No published human pharmacokinetic data exists for KPV. As a tripeptide, it is susceptible to rapid enzymatic cleavage by serum proteases. Half-life in vivo is expected to be short, likely minutes to under an hour systemically. This is part of why local delivery routes are mechanistically explored.
What do Reddit and community forums say about KPV dosage?
Community posts commonly report 0.5 mg to 2 mg per day subcutaneously, or 1 to 2 mg orally for gut complaints. These are anecdotal, uncontrolled reports with no systematic safety tracking. They identify what people are using, not what is safe or effective.
Sources
- Brzoska T, Luger TA, Maaser C, Abels C, Bohm M. "Alpha-melanocyte-stimulating hormone and related tripeptides: biochemistry, antiinflammatory and protective effects in vitro and in vivo, and future perspectives for the treatment of immune-mediated inflammatory diseases." Endocr Rev. 2008;29(5):581-602. PMC indexed.

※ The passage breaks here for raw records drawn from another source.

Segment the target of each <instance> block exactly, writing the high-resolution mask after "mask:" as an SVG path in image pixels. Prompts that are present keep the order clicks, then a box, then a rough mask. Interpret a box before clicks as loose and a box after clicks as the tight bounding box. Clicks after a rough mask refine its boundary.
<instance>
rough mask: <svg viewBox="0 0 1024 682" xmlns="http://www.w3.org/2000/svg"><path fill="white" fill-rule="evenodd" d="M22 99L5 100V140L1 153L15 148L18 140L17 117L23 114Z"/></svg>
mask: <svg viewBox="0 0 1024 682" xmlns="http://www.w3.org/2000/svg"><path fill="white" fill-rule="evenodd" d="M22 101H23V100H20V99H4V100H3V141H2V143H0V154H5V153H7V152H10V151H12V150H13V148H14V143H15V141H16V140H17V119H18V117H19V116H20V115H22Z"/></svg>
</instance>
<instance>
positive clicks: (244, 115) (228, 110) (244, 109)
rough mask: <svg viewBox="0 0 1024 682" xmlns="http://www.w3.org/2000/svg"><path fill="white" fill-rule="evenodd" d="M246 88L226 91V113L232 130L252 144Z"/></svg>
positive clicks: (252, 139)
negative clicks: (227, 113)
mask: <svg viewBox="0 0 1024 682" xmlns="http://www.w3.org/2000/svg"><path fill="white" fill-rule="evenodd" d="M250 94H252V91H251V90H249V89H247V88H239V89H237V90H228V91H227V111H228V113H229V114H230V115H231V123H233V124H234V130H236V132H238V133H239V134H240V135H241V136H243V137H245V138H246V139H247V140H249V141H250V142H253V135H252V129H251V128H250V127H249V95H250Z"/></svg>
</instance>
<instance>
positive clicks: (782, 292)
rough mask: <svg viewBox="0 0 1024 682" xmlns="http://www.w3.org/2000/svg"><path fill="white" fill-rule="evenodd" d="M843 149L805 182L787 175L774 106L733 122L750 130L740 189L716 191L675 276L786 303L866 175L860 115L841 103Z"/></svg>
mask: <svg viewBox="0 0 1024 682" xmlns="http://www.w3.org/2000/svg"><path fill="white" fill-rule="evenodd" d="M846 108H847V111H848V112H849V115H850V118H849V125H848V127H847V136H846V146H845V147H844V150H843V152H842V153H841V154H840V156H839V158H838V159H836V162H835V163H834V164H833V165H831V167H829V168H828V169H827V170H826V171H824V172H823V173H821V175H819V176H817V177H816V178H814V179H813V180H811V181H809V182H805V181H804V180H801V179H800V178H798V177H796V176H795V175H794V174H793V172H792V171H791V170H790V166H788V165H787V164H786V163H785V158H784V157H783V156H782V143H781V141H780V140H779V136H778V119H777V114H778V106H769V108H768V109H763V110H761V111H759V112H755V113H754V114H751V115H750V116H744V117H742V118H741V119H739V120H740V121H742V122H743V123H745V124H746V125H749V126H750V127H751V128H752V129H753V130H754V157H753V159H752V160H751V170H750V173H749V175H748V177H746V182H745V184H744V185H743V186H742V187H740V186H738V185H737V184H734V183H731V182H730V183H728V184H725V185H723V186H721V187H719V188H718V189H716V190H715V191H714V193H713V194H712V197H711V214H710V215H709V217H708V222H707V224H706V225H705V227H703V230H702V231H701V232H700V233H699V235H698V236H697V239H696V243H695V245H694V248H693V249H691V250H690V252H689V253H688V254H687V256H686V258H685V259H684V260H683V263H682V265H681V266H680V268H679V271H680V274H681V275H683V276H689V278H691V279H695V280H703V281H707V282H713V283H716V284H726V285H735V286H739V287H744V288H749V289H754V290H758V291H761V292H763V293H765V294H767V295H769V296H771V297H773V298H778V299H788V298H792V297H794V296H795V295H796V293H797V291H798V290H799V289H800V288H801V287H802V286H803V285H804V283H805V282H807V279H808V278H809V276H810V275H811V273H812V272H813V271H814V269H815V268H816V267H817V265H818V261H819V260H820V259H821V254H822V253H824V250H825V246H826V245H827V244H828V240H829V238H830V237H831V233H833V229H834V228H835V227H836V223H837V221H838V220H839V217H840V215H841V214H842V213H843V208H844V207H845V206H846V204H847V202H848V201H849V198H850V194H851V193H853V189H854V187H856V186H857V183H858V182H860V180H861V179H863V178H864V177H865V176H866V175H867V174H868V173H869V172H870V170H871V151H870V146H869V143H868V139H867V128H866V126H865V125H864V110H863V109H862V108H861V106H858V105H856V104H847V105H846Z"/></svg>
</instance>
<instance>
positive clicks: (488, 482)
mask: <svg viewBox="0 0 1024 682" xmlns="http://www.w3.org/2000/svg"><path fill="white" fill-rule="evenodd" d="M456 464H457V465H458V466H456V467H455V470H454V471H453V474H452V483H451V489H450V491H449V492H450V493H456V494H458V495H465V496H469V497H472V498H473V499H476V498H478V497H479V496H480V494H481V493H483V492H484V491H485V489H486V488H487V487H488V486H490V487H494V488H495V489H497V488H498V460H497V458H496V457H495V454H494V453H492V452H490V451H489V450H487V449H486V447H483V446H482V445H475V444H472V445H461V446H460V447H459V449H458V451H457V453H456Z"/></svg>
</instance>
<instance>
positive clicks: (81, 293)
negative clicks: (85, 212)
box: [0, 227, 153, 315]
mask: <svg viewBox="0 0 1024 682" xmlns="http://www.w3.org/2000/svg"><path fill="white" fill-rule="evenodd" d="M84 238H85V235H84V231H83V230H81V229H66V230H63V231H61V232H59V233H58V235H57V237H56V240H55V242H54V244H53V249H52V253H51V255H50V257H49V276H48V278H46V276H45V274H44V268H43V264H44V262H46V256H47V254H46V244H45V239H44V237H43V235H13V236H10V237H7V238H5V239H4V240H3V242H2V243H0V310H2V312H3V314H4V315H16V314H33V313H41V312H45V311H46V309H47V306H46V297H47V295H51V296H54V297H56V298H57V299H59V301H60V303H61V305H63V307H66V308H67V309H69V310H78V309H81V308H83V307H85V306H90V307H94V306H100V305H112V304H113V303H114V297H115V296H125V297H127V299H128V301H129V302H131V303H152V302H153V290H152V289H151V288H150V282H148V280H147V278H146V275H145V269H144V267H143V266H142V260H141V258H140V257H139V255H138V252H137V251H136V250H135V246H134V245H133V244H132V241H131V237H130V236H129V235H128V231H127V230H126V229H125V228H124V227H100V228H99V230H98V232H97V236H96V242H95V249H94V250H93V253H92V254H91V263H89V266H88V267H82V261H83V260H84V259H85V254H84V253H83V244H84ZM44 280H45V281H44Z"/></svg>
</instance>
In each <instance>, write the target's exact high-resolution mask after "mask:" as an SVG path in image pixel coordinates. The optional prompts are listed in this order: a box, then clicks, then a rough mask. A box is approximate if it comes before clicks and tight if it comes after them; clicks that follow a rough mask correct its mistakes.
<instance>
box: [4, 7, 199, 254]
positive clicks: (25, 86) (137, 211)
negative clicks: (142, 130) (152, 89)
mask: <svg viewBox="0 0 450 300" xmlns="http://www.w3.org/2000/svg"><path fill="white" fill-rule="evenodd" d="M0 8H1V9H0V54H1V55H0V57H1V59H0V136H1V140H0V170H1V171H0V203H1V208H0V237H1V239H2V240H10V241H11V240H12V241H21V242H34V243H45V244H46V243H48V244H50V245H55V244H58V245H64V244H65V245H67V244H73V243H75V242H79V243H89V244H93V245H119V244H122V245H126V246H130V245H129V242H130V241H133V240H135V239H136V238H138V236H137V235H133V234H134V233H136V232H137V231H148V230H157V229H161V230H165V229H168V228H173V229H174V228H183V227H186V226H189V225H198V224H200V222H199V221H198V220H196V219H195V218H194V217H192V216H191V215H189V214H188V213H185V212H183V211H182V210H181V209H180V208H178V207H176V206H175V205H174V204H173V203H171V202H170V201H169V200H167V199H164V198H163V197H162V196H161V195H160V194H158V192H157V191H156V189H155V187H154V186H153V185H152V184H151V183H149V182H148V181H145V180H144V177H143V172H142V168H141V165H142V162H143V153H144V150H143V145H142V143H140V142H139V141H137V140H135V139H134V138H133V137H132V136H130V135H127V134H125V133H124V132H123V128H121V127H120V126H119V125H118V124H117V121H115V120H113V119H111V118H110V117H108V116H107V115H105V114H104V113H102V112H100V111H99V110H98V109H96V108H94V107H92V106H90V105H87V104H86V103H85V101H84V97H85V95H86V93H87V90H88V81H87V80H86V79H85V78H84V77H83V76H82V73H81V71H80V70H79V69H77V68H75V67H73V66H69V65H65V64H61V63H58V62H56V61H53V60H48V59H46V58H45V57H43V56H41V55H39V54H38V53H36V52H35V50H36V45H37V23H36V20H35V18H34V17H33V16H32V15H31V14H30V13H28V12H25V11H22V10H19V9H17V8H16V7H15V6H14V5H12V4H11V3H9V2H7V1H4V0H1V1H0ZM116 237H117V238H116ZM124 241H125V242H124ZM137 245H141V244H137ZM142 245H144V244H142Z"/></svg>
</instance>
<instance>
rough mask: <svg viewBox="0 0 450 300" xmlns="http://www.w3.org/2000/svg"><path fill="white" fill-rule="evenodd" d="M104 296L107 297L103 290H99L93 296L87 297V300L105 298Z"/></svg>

- Viennois E, Merlin D, Gewirtz AT, Chassaing B. "Dietary emulsifier-induced low-grade inflammation promotes colon carcinogenesis." Cancer Res. 2017 (context: same research group that published KPV nanoparticle colitis work, Viennois lab). See also: Viennois E et al. "Dietary Emulsifiers Directly Alter Human Microbiota Composition and Gene Expression Ex Vivo Potentiating Intestinal Inflammation." J Crohns Colitis. 2019.
- Viennois E, et al. "Self-assembly nanoparticles for colon-targeted delivery of the anti-inflammatory peptide KPV." Biomacromolecules. 2016;17(4):1283-1292.
- Luger TA, Brzoska T. "Alpha-MSH related peptides: a new class of anti-inflammatory and immunomodulating drugs." Ann Rheum Dis. 2007;66(Suppl 3):iii52-iii55.
- Catania A, Gatti S, Colombo G, Lipton JM. "Targeting melanocortin receptors as a novel strategy to control inflammation." Pharmacol Rev. 2004;56(1):1-29.
- Anand BS, Dey S, Mitra AK. "Current prodrug strategies via membrane transporters/receptors." Expert Opin Biol Ther. 2002;2(6):607-620. (PepT1 transporter review).
- Rao JN, Wang JY. "Regulation of Gastrointestinal Mucosal Growth." In: Colloquium Series on Integrated Systems Physiology. Morgan and Claypool Life Sciences. 2010. (Gut epithelial receptor expression context).
- FDA Orange Book: Vedolizumab (Entyvio) approved indication and labeling. FDA.gov. Accessed 2026.